An important player in the MEK/ERK/EMT-TF pathway is an AP1 transcription factor family member, FOS-related antigen 1 (FRA1). FRA1 is an effector of RAS pathway in different cancer types. In melanoma, it directly binds promoters of EMT-TF genes, and FRA1 depletion largely mimics an effect that MEK inhibition has on EMT-TF network. Reduced tumourigenic potential of melanoma cells with depleted FRA1 was rescued by ectopic expression of ZEB1 or TWIST1. Interestingly, a recent study has shown that FRA1 is activated by TWIST1 and SNAIL1 and serves as a gatekeeper of EMT/cancer stem cells program in breast carcinoma cells [7].
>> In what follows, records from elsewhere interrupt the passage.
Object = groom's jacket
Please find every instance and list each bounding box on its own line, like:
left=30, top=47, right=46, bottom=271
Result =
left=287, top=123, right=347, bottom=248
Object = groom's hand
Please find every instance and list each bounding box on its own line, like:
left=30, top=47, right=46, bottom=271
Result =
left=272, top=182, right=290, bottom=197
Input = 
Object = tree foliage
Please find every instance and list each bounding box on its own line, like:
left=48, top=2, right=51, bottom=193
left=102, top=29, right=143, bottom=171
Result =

The existence of slowly proliferating, tumourigenic and drug-resistant cells within the tumour cell population represents an aggravating factor in failure of conventional anti-proliferative therapies. Sáez-Ayala M et al. proposed an alternative two-step treatment strategy based on methotrexate-mediated upregulation of MITF leading to the expression of melanocyte-specific tyrosinase gene in melanoma cells [8]. The second agent is the pro-drug, TMECG, which after being activated by tyrosinase, inhibits DHFR resulting in apoptosis. Given that FRA1 orchestrates EMT-TF reprogramming, an alternative method for switching MITF-dependent differentiation/transformation equilibrium in melanoma would be specific targeting of molecular pathways modulating FRA1 activity.